6. The Grandparent Scams
Unfortunately, this is the one my family has experienced. They pretend to be the victims grandchild and claim they need money. They may also claim your grandchild is in an emergency situation and they need money.
5. Elder Financial Abuse
The improper use of an older person's funds, property or assets. Victims are usually in their eighties and they live alone. The perpetrators are usually family members, caregivers or financial advisors.
4. Computer Tech Support Scams
This is where someone might pretend to work for a well-known company like Microsoft or Dell and claim your computer is infected with a virus.
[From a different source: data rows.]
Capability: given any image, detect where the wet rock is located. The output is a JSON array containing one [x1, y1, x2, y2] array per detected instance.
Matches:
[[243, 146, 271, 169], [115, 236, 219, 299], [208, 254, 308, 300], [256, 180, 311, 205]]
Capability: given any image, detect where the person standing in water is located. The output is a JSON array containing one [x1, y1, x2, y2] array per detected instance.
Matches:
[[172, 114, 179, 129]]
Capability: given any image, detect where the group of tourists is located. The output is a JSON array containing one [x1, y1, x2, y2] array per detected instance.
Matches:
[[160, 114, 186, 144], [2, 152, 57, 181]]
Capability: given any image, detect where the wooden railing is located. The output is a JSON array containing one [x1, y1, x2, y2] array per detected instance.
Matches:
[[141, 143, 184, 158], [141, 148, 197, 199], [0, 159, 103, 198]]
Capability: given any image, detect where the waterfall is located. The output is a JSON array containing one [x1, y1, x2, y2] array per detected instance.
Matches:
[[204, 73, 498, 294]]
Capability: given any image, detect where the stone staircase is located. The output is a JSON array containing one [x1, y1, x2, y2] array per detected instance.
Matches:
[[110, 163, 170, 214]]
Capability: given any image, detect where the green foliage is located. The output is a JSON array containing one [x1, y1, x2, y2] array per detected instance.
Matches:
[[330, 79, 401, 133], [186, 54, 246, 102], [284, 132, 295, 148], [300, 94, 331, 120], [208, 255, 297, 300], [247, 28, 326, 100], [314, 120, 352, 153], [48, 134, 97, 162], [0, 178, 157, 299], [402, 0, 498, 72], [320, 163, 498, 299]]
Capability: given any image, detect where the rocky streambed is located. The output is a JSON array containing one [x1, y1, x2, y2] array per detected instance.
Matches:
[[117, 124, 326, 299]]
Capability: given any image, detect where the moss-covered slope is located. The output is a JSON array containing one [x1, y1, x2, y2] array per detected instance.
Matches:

They then try to get remote access to the computer as well as the credit card and/or bank account information. They will claim they need this to fix the fictitious problem. Many pop-ups with viruses can also do this.
3. The Sweepstakes Scams
They will call or email victims and tell them that they've won the lottery and they just need to pay a few hundred dollars to collect their winnings.
I don't know about you but I cannot believe how many robocalls come to my cell phone now. Technology now allows scammers to make it seem as if their calls are originating from a local area code even thought they aren't.
1. The IRS Impersonation Scams
Scammers claim that an individual owes back taxes or penalties and they say that unless you pay immediately you could be arrested or have your home foreclosed on.
Bottom line: If anyone calls and ask for money and you have any doubt at all, tell someone you trust like a family member or professional you know and trust.